Similarly, the onus should not fall on the support recipient to establish why income should still be imputed on a motion to change. That determination has already been made. The onus is on the support payor to establish that there should be a change in the way their income is to be calculated.
If for example the original support order imputed income because the court concluded an unemployed payor should have been working, it would be illogical to allow the payor to extinguish that determination by returning on a motion to change, with proof that he wasn't working. That wouldn't constitute a change in circumstances.
If a trial judge imputed income to a self-employed person on the basis that their tax return didn't reflect cash sales and excessive write-offs, there should be a presumption that so long as the payor maintains the same business activities and accounting practices, subsequent tax returns will be equally unreliable.
Imputed income matters. The reason why income had to be imputed matters.
If an aggrieved party feels income was wrongly imputed, they can take timely steps to correct the original determination. They can appeal. They can bring a motion to set aside the order based on mistake or misrepresentation.
But if a payor proceeds by way of motion to change, they must face the presumption that the original order was correct -- and the original imputation of income was correct. If they want to rely on their declared income, they must establish why this time their representations should be accepted by the court.
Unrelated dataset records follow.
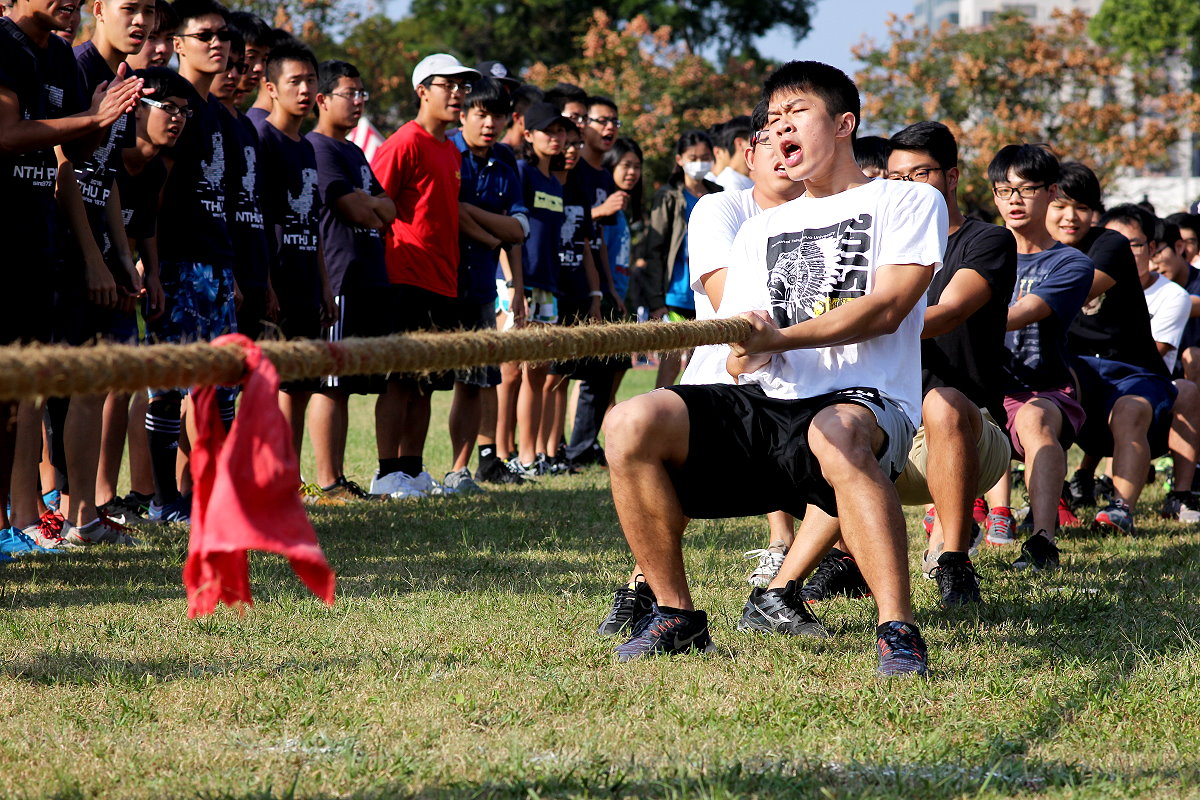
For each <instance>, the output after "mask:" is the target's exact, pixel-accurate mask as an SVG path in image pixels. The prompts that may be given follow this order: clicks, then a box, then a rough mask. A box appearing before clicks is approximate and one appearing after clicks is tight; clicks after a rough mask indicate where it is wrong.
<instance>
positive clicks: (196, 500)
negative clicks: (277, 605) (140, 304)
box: [184, 333, 335, 618]
mask: <svg viewBox="0 0 1200 800" xmlns="http://www.w3.org/2000/svg"><path fill="white" fill-rule="evenodd" d="M212 343H214V344H239V345H241V348H242V349H244V350H245V353H246V375H245V378H242V384H244V389H242V395H241V407H240V409H239V410H238V416H236V419H235V420H234V422H233V427H232V428H230V429H229V433H228V435H227V434H226V429H224V425H222V422H221V414H220V413H218V411H217V403H216V387H215V386H200V387H197V389H194V390H193V391H192V405H193V409H194V411H193V413H194V414H196V427H197V429H198V431H197V435H196V440H194V441H193V443H192V482H193V485H194V488H193V495H192V498H193V499H192V521H191V522H192V533H191V540H190V541H188V554H187V563H186V564H185V565H184V585H185V588H186V589H187V616H188V618H196V616H203V615H205V614H211V613H212V612H214V610H215V609H216V607H217V603H218V602H224V603H226V604H228V606H234V604H236V603H246V604H247V606H251V604H253V599H252V597H251V593H250V563H248V560H247V558H246V552H247V551H266V552H270V553H278V554H281V555H283V557H286V558H287V559H288V561H289V563H290V564H292V569H293V570H295V573H296V575H298V576H299V577H300V579H301V581H304V583H305V585H306V587H308V589H311V590H312V593H313V594H314V595H317V596H318V597H320V599H322V600H324V601H325V603H328V604H332V603H334V585H335V576H334V571H332V570H331V569H330V566H329V563H328V561H326V560H325V555H324V553H322V551H320V545H318V543H317V533H316V531H314V530H313V529H312V524H311V523H310V522H308V515H307V513H305V509H304V503H302V501H301V500H300V494H299V492H298V491H296V488H298V480H299V476H300V469H299V465H298V463H296V455H295V450H294V447H293V446H292V429H290V427H289V426H288V422H287V420H286V419H284V417H283V411H281V410H280V402H278V389H280V377H278V374H277V373H276V372H275V365H272V363H271V362H270V360H268V359H265V357H264V356H263V351H262V350H259V349H258V347H257V345H256V344H254V343H253V342H251V341H250V339H248V338H246V337H245V336H242V335H240V333H230V335H228V336H222V337H220V338H217V339H215V341H214V342H212Z"/></svg>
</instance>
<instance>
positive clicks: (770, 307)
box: [767, 213, 874, 327]
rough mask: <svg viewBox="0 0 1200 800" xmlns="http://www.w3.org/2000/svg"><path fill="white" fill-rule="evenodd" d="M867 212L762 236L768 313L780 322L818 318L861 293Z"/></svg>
mask: <svg viewBox="0 0 1200 800" xmlns="http://www.w3.org/2000/svg"><path fill="white" fill-rule="evenodd" d="M872 222H874V219H872V218H871V215H869V213H862V215H859V216H858V217H857V218H853V219H842V221H841V222H838V223H835V224H832V225H828V227H826V228H806V229H804V230H802V231H799V233H786V234H779V235H778V236H772V237H770V239H768V240H767V289H768V291H769V295H770V313H772V317H774V319H775V323H776V324H778V325H779V326H780V327H788V326H790V325H794V324H797V323H803V321H804V320H806V319H812V318H814V317H820V315H821V314H823V313H826V312H827V311H829V309H832V308H836V307H838V306H841V305H844V303H847V302H850V301H851V300H854V299H856V297H862V296H863V295H865V294H866V284H868V279H869V277H870V270H869V269H868V267H869V266H870V263H869V259H868V257H866V253H869V252H870V249H871V234H870V230H871V224H872Z"/></svg>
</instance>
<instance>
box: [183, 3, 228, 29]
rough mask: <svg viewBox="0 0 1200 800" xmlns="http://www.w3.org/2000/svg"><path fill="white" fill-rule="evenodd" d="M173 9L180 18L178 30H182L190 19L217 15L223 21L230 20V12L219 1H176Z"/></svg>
mask: <svg viewBox="0 0 1200 800" xmlns="http://www.w3.org/2000/svg"><path fill="white" fill-rule="evenodd" d="M172 7H173V8H174V11H175V16H176V17H179V25H176V26H175V28H176V30H178V29H180V28H182V26H184V25H185V24H186V23H187V20H188V19H196V18H197V17H208V16H209V14H216V16H218V17H221V19H226V20H228V19H229V10H228V8H226V7H224V6H223V5H221V4H220V2H217V0H175V2H174V4H172Z"/></svg>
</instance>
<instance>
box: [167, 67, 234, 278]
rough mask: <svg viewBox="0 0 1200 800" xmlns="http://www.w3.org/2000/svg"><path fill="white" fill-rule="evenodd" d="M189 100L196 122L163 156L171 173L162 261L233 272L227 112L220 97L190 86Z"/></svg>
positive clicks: (189, 121)
mask: <svg viewBox="0 0 1200 800" xmlns="http://www.w3.org/2000/svg"><path fill="white" fill-rule="evenodd" d="M186 100H187V106H188V108H191V109H192V116H191V119H188V120H187V124H186V125H184V132H182V133H180V134H179V139H178V140H176V142H175V146H174V148H172V149H170V150H164V151H163V154H164V155H166V156H167V157H168V158H169V160H170V161H172V167H170V176H169V178H168V179H167V187H166V190H164V191H163V197H162V210H161V212H160V215H158V259H160V261H161V263H168V261H197V263H200V264H209V265H211V266H216V267H218V269H224V267H232V266H233V240H232V239H230V237H229V225H228V223H227V221H226V181H227V172H226V136H224V126H223V125H222V121H221V120H222V118H223V116H224V115H226V110H224V107H222V106H221V103H220V102H217V100H216V98H215V97H211V96H210V97H208V98H203V97H200V96H199V94H198V92H197V91H196V89H194V88H192V86H191V85H188V88H187V94H186ZM230 180H232V178H230Z"/></svg>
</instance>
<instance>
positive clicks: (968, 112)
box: [854, 0, 1200, 212]
mask: <svg viewBox="0 0 1200 800" xmlns="http://www.w3.org/2000/svg"><path fill="white" fill-rule="evenodd" d="M1188 1H1189V2H1190V1H1192V0H1188ZM1086 30H1087V17H1086V16H1085V14H1082V13H1080V12H1078V11H1076V12H1074V13H1072V14H1056V17H1055V19H1054V22H1052V23H1051V24H1050V25H1045V26H1039V25H1033V24H1032V23H1030V22H1028V20H1026V19H1025V18H1024V17H1021V16H1020V14H1002V16H1000V17H997V18H996V20H994V23H992V24H991V25H989V26H985V28H982V29H976V30H961V29H953V28H950V26H948V25H947V26H943V28H942V29H941V30H938V31H930V30H929V29H926V28H918V26H916V25H914V24H913V19H912V17H907V18H904V19H899V18H896V17H893V18H892V19H890V20H889V23H888V42H886V43H884V44H883V46H880V47H874V44H871V46H862V47H858V48H856V50H854V53H856V55H857V56H858V58H859V59H862V60H863V61H864V62H865V64H866V67H865V68H864V70H863V71H862V72H860V73H859V74H858V86H859V89H860V90H862V92H863V95H864V97H865V98H866V100H865V102H864V104H863V118H864V120H868V121H869V122H870V124H871V125H872V126H881V127H883V128H884V131H887V132H894V131H896V130H899V128H901V127H904V126H906V125H911V124H912V122H917V121H920V120H938V121H941V122H944V124H946V125H947V126H948V127H949V128H950V130H952V131H953V132H954V136H955V137H956V138H958V140H959V149H960V166H961V168H962V172H964V178H962V182H961V185H960V186H961V193H962V194H964V198H965V200H966V203H967V204H968V205H970V206H972V207H978V209H985V210H988V211H989V212H990V211H991V210H992V209H994V205H992V203H991V197H990V192H989V185H988V181H986V167H988V162H989V161H990V160H991V157H992V156H994V155H995V154H996V151H997V150H998V149H1000V148H1002V146H1003V145H1006V144H1013V143H1021V142H1045V143H1049V144H1050V145H1051V148H1052V149H1054V150H1055V152H1057V154H1058V155H1060V157H1063V158H1074V160H1078V161H1082V162H1084V163H1086V164H1088V166H1090V167H1092V169H1094V170H1096V173H1097V174H1098V175H1099V178H1100V180H1102V181H1103V180H1105V179H1108V178H1111V176H1112V175H1114V174H1115V173H1116V172H1117V170H1118V169H1124V170H1132V172H1136V173H1142V174H1145V173H1148V172H1153V170H1164V169H1169V168H1171V166H1172V156H1174V154H1172V149H1174V148H1175V145H1177V144H1178V143H1180V142H1181V139H1182V138H1183V136H1184V133H1186V131H1187V130H1189V128H1190V130H1193V131H1194V130H1196V122H1198V120H1200V118H1198V113H1200V96H1198V95H1196V94H1195V92H1192V91H1188V90H1181V89H1175V88H1172V86H1171V82H1170V76H1169V74H1168V71H1166V70H1165V68H1164V67H1163V66H1162V65H1160V64H1159V65H1148V64H1147V65H1140V66H1128V65H1127V64H1126V59H1122V58H1121V54H1120V53H1118V52H1117V50H1116V49H1115V48H1114V47H1112V46H1106V44H1100V43H1097V42H1094V41H1092V40H1090V38H1088V37H1087V34H1086Z"/></svg>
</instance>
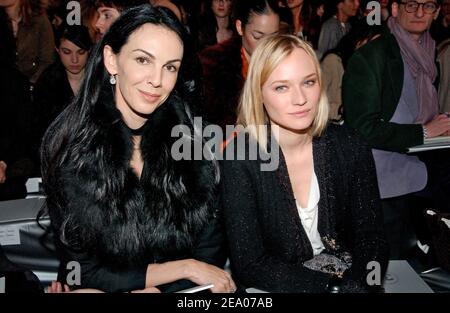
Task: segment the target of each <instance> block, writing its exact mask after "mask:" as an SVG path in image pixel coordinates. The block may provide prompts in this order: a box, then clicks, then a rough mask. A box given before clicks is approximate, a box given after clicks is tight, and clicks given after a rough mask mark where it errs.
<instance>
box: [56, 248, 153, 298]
mask: <svg viewBox="0 0 450 313" xmlns="http://www.w3.org/2000/svg"><path fill="white" fill-rule="evenodd" d="M59 246H60V247H61V246H62V245H61V244H59ZM62 249H63V251H61V248H60V249H59V251H60V253H61V252H62V253H63V255H64V257H63V261H62V262H61V265H60V271H59V275H58V280H59V281H61V282H63V283H66V284H68V285H69V286H70V284H71V281H74V279H75V278H76V276H74V275H76V273H75V272H73V270H74V269H75V268H76V267H73V265H72V264H71V263H70V262H72V261H76V262H78V264H79V265H80V270H81V271H80V273H79V274H80V276H79V278H80V285H73V286H70V287H71V288H73V289H79V288H94V289H100V290H102V291H104V292H128V291H132V290H138V289H144V288H145V279H146V274H147V266H142V267H139V268H128V269H121V270H118V269H111V268H109V267H106V266H104V265H102V264H101V263H100V262H98V260H97V259H96V258H95V257H94V256H89V255H88V254H87V253H85V252H74V251H71V250H69V249H68V248H67V247H66V248H62Z"/></svg>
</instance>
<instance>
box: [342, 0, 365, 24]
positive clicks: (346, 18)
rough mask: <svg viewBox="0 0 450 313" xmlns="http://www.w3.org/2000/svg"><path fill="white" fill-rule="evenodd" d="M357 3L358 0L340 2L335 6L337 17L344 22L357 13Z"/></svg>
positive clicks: (358, 3)
mask: <svg viewBox="0 0 450 313" xmlns="http://www.w3.org/2000/svg"><path fill="white" fill-rule="evenodd" d="M359 4H360V3H359V0H345V1H343V2H340V3H339V4H338V7H337V9H338V11H337V13H336V17H337V19H338V20H339V21H340V22H342V23H346V22H347V21H348V19H349V18H350V17H352V16H355V15H356V13H358V8H359Z"/></svg>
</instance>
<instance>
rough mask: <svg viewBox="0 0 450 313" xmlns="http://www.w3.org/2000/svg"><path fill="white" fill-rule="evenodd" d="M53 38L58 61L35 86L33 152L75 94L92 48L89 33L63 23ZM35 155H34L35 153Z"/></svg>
mask: <svg viewBox="0 0 450 313" xmlns="http://www.w3.org/2000/svg"><path fill="white" fill-rule="evenodd" d="M56 35H57V36H56V52H57V53H58V56H59V57H58V60H57V61H56V62H54V63H53V64H52V65H50V66H49V67H48V68H47V69H46V70H45V71H44V72H43V73H42V75H41V76H40V78H39V79H38V81H37V82H36V86H35V92H34V110H35V113H34V114H33V119H34V127H33V130H34V140H33V141H34V147H35V148H34V150H35V151H36V150H37V148H38V147H39V145H40V143H41V140H42V136H43V135H44V133H45V131H46V129H47V128H48V127H49V126H50V124H51V122H52V121H53V120H54V119H55V118H56V117H57V116H58V115H59V114H60V113H61V112H62V111H63V110H64V108H65V107H66V106H67V105H68V104H69V103H70V102H71V101H72V99H73V97H74V95H75V94H76V93H77V92H78V90H79V88H80V85H81V81H82V80H83V77H84V72H85V67H86V63H87V60H88V57H89V52H90V50H91V46H92V41H91V38H90V36H89V31H88V29H87V27H85V26H81V25H72V26H69V25H64V24H63V26H61V28H60V30H59V31H58V33H57V34H56ZM35 155H36V157H37V156H38V155H37V153H35ZM37 159H38V157H37ZM36 161H38V160H36ZM37 164H39V162H37Z"/></svg>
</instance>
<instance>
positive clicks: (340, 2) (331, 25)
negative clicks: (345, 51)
mask: <svg viewBox="0 0 450 313" xmlns="http://www.w3.org/2000/svg"><path fill="white" fill-rule="evenodd" d="M327 9H328V10H332V11H331V12H332V14H333V16H331V17H330V18H329V19H328V20H326V21H325V22H324V23H323V25H322V28H321V30H320V36H319V43H318V51H317V55H318V57H319V58H321V57H322V56H323V55H324V54H325V53H326V52H327V51H328V50H331V49H334V48H336V46H337V45H338V43H339V41H340V40H341V39H342V37H344V35H345V34H347V33H348V32H349V31H350V28H351V25H350V23H349V19H350V18H351V17H353V16H356V15H357V13H358V9H359V0H331V1H330V5H329V6H327Z"/></svg>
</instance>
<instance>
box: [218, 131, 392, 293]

[52] In this case, Ms Tsagaris, for the City of Toronto, reasonably conceded that it is unlikely that the father earned $104,000.00 at the time that the 2012 Order was made given the method of calculation. Further, according to the mother's CRA guidelines and the current CRA guidelines, the highest hourly rate for a drywalller is $34.00 per hour. Further the father is not licensed, registered, or a member of a union, although that may be his own choice.
[53] Further, since the Final 2012 Order, the father has had a third child and there is some evidence that he was not working for several months while he was without a license, triggering a change in his financial circumstances. We also have some evidence of more accurate or current income from the father's current employer. These changes in circumstances may warrant a review of the existing order, in accordance section 37(2.1) of the Family Law Act.
[54] The court has the discretion under section 37(2.1)(a) of the Family Law Act to retroactively recalculate support based on the correct income information (as opposed to imputed income), once it has found that there has been a change in circumstances. Trembley v. Daley, 2012 ONCA 780. This is permitted by s. 37(2.1) of the Family Law Act.
[55] In my view, given the credibility issues with some of the father's evidence, the father's motion to change could be resolved in a focused hearing with limited viva vice evidence of no more than 45 minutes for each party. However, before proceeding directly to a focused hearing, there will be a combined settlement conference/trial management conference before me as soon as possible with a view to settle this case.
Conclusion
[56] For the reasons set out above, the court makes the following order:
The mother's motion to strike the father's pleadings is dismissed;
The trial coordinator will contact the parties to schedule a settlement conference/trial management conference immediately with a view to settlement. In the event that the matter does not settle, then the father's motion to change will move to an immediate focused hearing.
[57] There shall be no order as to costs, which are reserved to the final resolution given the father's significant arrears of child support.